# CSV Datatype Analysis

In [None]:
import pandas as pd
import numpy as np

In [None]:
# Load the CSV file
df = pd.read_csv('Mobile.csv')
print(f"Dataset shape: {df.shape}")
print(f"Number of rows: {df.shape[0]}")
print(f"Number of columns: {df.shape[1]}")

In [None]:
# Display first few rows
df.head()

In [None]:
# Display datatypes of all columns
print("Column Datatypes:")
print(df.dtypes)

In [None]:
# Detailed information including datatypes, non-null counts, and memory usage
df.info()

In [None]:
df.isnull().sum()

In [None]:
# Summary of datatypes
print("\nDatatype Summary:")
print(df.dtypes.value_counts())

In [None]:
# Convert string columns to integer by removing unit suffixes
# Integer conversions
df['Battery_power_mAh'] = df['Battery_power_mAh'].str.replace(' mAh', '').astype(int)
df['Ram_mb'] = df['Ram_mb'].str.replace(' mb', '').astype(int)
df['Internal_memeory_gb'] = df['Internal_memeory_gb'].str.replace(' gb', '').astype(int)
df['Primary_camera'] = df['Primary_camera'].str.replace(' pixels', '').astype(int)
df['Front_camera'] = df['Front_camera'].str.replace(' pixels', '').astype(int)
df['Mobile_weight'] = df['Mobile_weight'].str.replace(' g', '').astype(int)
df['px_height'] = df['px_height'].str.replace(' ppcm', '').astype(int)
df['Pixel_width'] = df['Pixel_width'].str.replace(' ppcm', '').astype(int)
df['Screen_height'] = df['Screen_height'].str.replace(' cm', '').astype(int)

# Float conversions
df['Mobile_depth'] = df['Mobile_depth'].str.replace(' cm', '').astype(float)

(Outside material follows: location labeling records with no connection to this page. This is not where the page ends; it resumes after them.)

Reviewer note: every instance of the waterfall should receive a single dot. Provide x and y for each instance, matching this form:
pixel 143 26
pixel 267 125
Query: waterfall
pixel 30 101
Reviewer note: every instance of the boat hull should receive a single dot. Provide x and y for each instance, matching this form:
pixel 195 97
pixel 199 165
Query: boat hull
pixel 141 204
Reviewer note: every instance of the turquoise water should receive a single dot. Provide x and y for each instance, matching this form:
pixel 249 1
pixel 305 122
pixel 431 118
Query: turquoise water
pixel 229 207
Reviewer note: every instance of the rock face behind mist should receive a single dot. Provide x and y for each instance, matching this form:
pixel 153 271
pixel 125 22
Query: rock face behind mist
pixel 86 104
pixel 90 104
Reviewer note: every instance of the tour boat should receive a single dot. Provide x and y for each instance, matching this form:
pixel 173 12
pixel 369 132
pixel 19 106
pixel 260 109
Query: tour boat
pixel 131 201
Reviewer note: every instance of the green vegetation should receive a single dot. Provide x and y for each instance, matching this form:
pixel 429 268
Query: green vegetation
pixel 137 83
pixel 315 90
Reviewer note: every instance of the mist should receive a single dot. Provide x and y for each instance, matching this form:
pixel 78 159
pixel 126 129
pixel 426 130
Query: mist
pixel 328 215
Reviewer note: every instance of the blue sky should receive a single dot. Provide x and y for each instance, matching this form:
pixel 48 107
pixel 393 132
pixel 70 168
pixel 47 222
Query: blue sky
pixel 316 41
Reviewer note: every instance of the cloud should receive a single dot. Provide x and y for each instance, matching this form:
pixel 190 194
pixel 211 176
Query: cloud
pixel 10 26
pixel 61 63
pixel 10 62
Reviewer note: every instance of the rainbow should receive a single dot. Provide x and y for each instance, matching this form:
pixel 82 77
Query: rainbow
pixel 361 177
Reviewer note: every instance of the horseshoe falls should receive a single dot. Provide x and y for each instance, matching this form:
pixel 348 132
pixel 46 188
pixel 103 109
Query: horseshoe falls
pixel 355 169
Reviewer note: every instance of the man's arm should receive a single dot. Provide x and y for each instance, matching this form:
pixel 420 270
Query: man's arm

print("Data type conversions completed!")
print("\nUpdated datatypes:")
print(df.dtypes)

In [None]:
# Convert binary categorical features from Yes/No to 1/0
binary_columns = ['Bluetooh', 'Dual_sim', '4G', '3G', 'touch_screen', 'wifi']

for col in binary_columns:
    if col in df.columns:  # Check if column exists
        df[col] = df[col].map({'Yes': 1, 'No': 0})

print("Binary categorical conversions completed!")
print("\nConverted columns:")
for col in binary_columns:
    if col in df.columns:
        print(f"{col}: {df[col].unique()}")

In [None]:
# Remove screen_height, screen_weight, and 3G columns
columns_to_remove = ['Screen_height', 'Screen_weight', '3G']
df = df.drop(columns=columns_to_remove)

print(f"Columns removed: {columns_to_remove}")
print(f"New dataset shape: {df.shape}")
print(f"Remaining columns: {df.shape[1]}")